We describe compound heterozygous mutations in the UBA5 gene in two sisters with early-onset epileptic encephalopathy. To our knowledge, this is the first description of mutations in UBA5 since the initial discovery that pathogenic biallelic variants in the gene cause early-onset epileptic encephalopathy. We further provide confirmatory evidence that p.Ala371Thr is a hypomorphic mutation, by presenting three adult homozygotes who show no signs of neurological disease.
癫痫性脑病是一组儿童癫痫疾病,具有高度的表型和遗传异质性。
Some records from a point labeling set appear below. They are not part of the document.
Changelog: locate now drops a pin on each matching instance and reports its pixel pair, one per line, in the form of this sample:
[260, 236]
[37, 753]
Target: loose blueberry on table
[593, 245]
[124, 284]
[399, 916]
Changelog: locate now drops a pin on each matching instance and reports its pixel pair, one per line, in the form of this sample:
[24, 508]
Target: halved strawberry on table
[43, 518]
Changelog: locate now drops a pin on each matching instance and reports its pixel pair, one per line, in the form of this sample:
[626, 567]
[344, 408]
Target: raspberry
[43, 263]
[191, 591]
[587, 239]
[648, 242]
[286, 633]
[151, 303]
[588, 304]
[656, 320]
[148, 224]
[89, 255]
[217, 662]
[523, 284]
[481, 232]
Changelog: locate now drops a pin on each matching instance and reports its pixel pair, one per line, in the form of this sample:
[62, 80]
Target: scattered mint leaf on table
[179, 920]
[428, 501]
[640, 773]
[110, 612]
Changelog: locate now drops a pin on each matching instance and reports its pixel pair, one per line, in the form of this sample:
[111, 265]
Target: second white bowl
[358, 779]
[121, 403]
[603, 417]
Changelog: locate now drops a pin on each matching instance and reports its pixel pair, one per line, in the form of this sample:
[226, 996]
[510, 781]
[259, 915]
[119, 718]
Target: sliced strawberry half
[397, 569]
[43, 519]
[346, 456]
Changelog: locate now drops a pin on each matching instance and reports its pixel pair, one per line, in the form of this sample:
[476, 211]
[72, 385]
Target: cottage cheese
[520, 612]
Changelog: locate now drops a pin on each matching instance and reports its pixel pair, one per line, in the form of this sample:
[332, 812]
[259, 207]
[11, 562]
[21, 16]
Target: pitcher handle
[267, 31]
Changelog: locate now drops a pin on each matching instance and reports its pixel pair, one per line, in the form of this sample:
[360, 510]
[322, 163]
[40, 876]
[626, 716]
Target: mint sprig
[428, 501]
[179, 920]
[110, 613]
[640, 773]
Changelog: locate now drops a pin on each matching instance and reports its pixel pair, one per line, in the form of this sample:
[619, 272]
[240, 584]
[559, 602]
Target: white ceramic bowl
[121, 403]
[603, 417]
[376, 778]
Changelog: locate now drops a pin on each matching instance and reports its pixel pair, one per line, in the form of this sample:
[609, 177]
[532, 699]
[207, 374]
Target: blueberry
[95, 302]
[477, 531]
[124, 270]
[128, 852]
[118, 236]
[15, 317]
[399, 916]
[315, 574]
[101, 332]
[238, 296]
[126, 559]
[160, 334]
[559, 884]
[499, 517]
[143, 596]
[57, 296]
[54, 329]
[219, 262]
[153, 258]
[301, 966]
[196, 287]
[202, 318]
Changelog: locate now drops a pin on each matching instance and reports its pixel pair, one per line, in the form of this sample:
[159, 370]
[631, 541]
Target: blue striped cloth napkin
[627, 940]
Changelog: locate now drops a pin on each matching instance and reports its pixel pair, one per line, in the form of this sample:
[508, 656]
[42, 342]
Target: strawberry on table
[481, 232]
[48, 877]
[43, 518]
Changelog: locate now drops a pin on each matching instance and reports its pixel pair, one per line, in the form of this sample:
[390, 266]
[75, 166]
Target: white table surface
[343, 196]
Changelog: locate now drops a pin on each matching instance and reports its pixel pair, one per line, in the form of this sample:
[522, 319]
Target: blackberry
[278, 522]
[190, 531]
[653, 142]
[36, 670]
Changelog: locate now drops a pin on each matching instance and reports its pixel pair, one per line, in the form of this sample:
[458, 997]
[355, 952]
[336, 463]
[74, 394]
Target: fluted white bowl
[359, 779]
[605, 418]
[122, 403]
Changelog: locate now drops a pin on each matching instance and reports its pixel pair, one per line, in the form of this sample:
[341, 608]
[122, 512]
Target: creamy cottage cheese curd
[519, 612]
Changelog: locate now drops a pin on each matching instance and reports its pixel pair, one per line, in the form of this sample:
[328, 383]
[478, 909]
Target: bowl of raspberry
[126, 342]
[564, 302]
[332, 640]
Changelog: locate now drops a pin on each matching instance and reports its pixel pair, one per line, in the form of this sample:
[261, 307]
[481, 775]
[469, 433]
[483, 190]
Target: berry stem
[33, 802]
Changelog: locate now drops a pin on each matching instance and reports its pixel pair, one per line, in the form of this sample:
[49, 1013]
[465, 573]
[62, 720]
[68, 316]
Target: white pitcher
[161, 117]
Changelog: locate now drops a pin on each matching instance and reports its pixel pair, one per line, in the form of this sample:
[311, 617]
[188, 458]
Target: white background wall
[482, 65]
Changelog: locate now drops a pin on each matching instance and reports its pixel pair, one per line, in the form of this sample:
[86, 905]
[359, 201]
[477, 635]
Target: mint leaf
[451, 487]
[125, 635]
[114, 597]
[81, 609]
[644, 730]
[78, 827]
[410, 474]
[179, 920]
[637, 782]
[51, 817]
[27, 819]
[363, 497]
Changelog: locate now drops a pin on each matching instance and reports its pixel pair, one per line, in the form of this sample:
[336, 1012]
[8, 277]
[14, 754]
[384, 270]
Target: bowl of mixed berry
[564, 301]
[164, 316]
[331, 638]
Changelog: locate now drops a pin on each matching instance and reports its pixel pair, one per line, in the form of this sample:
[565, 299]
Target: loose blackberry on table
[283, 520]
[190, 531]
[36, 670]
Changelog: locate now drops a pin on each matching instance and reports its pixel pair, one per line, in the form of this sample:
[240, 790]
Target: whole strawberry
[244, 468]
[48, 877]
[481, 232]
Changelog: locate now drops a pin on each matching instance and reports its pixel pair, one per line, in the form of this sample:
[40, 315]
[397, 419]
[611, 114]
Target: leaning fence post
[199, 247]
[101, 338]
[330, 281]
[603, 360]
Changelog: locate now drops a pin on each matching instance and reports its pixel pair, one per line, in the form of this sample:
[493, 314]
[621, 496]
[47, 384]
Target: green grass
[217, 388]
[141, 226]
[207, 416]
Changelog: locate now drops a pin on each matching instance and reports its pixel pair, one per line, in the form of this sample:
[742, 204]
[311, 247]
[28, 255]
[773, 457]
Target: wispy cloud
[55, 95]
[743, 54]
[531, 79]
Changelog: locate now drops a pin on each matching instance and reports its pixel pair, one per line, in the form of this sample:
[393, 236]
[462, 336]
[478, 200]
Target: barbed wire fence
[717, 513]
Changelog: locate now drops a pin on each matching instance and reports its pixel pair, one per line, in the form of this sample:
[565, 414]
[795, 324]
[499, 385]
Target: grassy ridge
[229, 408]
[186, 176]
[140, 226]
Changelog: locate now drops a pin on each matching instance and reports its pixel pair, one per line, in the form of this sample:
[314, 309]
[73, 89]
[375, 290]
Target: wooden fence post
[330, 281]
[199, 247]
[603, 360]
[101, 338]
近年来,下一代测序技术的广泛应用已在癫痫性脑病中鉴定出大量基因,其中包括泛素样修饰激活酶5(UBA5)基因,2016年首次报道该基因的双等位基因突变具有致病性(科林·E等人,《美国人类遗传学杂志》99(3):695 - 703,2016年。莫纳·M等人,《美国人类遗传学杂志》99(3):683 - 694,2016年)。UBA5编码一种参与称为泛素样修饰(ufmylation)的翻译后修饰机制的激活酶,是泛素样修饰途径中首个与疾病相关的基因。
我们对两名患有早发性癫痫性脑病的姐妹及其未患病的父母进行了基因组测序,试图找出她们病情的遗传原因。这两名姐妹分别出生于2004年和2006年,6个月大时出现婴儿痉挛症,随后发展为反复发作且难以治疗的癫痫。我们在这两名姐妹中检测到UBA5基因的复合杂合基因型,在冰岛30,067人的参考样本中以及公共数据库中均未发现这种基因型。其中一个突变,c.684G > A,是父系遗传的外显子剪接突变,发生在UBA5基因第7外显子的最后一个核苷酸处。该突变预计会破坏剪接位点,导致UBA5的一个等位基因功能丧失。第二个突变是母系遗传的错义突变,p.Ala371Thr,先前报道当与UBA5的功能丧失突变呈复合杂合状态时具有致病性,据信会产生一个低表达等位基因。支持这一观点的是,我们发现了三名p.Ala371Thr突变纯合的成年冰岛人,他们没有神经系统疾病的迹象。
我们描述了两名患有早发性癫痫性脑病的姐妹中UBA5基因的复合杂合突变。据我们所知,这是自最初发现该基因的致病性双等位基因变异导致早发性癫痫性脑病以来,对UBA5基因突变的首次描述。我们还通过展示三名没有神经系统疾病迹象的成年纯合子,进一步提供了确证性证据,证明p.Ala371Thr是一种低表达突变。